DUNIA sudah tahu kalau di Myanmar terjadi ‘pembersihan’ dengan pembantaian etnis minoritas Muslim Rohingya. Ironisnya, pembunuhan massal (genosida) terhadap minoritas muslim ini justeru terjadi di era rezim penguasa Partai Liga Nasional untuk Demokrasi (NLD) pimpinan Aung San Suu Kyi. Padahal, Suu Kyi mengklaim sebagai tokoh aktivis prodemokrasi dan bahkan perempuan beragama Budha ini menerima Penghargaan Nobel Perdamaian.
Namun anehnya, Aung San Suu Kyi masih saja membantah terjadinya pembersihan etnis minoritas Muslim Rohingya di Myanmar ini. Dalam wawancara dengan BBC, Suu Kyi mengakui ada masalah di negara bagian Rakhine, lokasi kebanyakan orang Rohingya tinggal. “Saya kira tidak terjadi pembersihan etnis di sana.

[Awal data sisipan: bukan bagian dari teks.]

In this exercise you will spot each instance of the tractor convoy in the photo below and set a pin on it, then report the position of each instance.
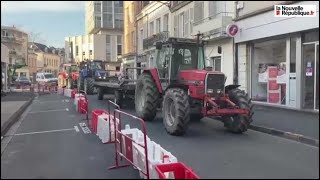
(179, 83)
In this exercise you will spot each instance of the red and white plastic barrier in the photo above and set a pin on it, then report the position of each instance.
(105, 128)
(177, 170)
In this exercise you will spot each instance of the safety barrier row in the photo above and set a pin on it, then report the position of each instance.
(132, 144)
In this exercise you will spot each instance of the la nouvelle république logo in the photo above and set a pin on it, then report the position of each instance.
(295, 10)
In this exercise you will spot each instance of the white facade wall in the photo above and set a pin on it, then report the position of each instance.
(267, 25)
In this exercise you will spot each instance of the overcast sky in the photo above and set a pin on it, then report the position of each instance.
(52, 20)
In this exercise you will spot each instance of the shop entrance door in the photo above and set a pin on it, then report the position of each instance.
(311, 76)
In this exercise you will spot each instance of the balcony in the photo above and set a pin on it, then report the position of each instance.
(149, 42)
(11, 39)
(214, 27)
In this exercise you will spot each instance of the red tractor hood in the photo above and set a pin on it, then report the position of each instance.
(195, 75)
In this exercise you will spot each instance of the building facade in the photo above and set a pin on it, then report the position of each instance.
(17, 42)
(129, 33)
(32, 64)
(278, 57)
(106, 18)
(4, 66)
(94, 46)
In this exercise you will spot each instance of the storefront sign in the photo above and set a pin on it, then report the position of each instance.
(232, 30)
(309, 71)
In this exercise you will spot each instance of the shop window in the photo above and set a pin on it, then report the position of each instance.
(268, 78)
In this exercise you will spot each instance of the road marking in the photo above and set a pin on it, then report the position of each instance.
(76, 128)
(66, 109)
(84, 128)
(40, 132)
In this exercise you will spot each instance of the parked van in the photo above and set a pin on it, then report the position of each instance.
(46, 78)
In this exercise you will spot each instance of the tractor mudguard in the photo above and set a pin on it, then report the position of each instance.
(230, 87)
(155, 75)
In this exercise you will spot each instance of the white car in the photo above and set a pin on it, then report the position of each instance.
(44, 78)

Saya pikir pembersihan etnis adalah istilah yang terlalu keras untuk digunakan dalam menggambarkan apa yang terjadi,” kilahnya seperti dilansir bbc.com, Kamis (6/4/2017).
Faktanya, kaum muslim Rohingya tak diakui kewarganegaraannya di Myanmar yang juga dikenal sebagai Burma, karena dipandang sebagai imigran ilegal dari Bangladesh. Mereka menderita diskriminasi rutin dari para pejabat resmi dan masyarakat umum. Dalam beberapa bulan terakhir, sekitar 70.000 orang telah melarikan diri ke Bangladesh untuk menghindari operasi militer pemerintah di Rakhine yang dilancarkan pemerintah.

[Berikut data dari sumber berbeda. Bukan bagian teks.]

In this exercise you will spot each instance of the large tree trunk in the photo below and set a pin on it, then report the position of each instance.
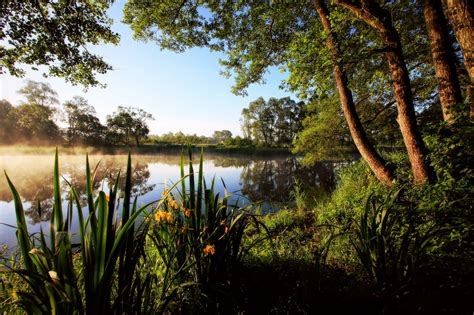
(368, 152)
(380, 19)
(443, 57)
(461, 15)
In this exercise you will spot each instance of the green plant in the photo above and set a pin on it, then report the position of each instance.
(390, 243)
(55, 284)
(197, 234)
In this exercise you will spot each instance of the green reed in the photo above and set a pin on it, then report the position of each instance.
(198, 234)
(190, 238)
(390, 242)
(55, 284)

Suu Kyi pun dikecam dunia atas kegagalannya mengakhiri kejahatan militer di bagian barat laut negeri itu. Sebanyak 1,1 juta penduduk negara bagian Rakhine yang menyebut diri mereka Muslim Rohingya adalah etnis minoritas yang lama tertindas di negara bermayoritas Budha itu. Menurut Council of Foreign Policy, Rohingya sudah tinggal di Myanmar sejak abad ke-15. Ironisnya, sampai kini mereka tak diakui sebagai warga negara dan tidak memiliki hak pilih.

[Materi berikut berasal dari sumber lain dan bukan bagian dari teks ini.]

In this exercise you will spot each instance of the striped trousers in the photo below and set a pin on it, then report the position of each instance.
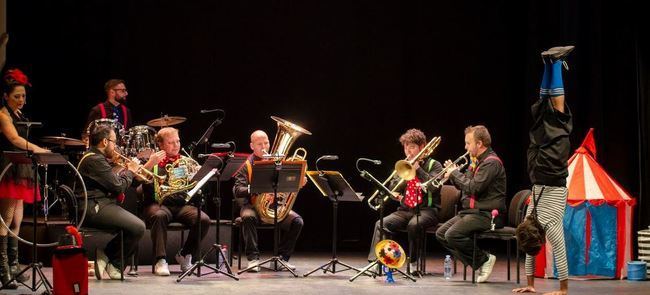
(550, 213)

Para pengamat internasional telah mendokumentasikan pencabutan hak pilih dan diskriminasi yang dialami etnis Rohingya, termasuk dalam hal pembatasan pernikahan, perencanaan keluarga, lapangan kerja, pendidikan dan kebebasan bergerak.
Bulan lalu, Perserikatan Bangsa Bangsa (PBB) mengumumkan akan melakukan penyelidikan atas dugaan bahwa militer telah menyasar warga Rohingya secara acak selama operasi militer, menjadikan mereka sebagai obyek pemerkosaan, pembunuhan dan penyiksaan. Pemerintah telah membantah tuduhan ini.
Bagi banyak orang, sikap Suu Kyi yang berdiam diri terkait Rohingya merusak reputasi dia sebagai mercusuar bagi hak asasi manusia (HAM) yang diperolehnya melalui perjuangan pulhan tahun melawan junta militer yang dijalankannya saat berada dalam tahanan rumah.
Salah seorang pejabat tinggi PBB mengungkapkan militer dan polisi melakukan “kejahatan kemanusiaan”terhadap kelompok minoritas Rohingya Muslim di Myanmar. Aung San Suu Kyi, yang telah berkuasa hampir satu tahun di Myanmar, dinilai membiarkan pembantaian yang dilakukan oleh militer terhadap muslim Rohingya.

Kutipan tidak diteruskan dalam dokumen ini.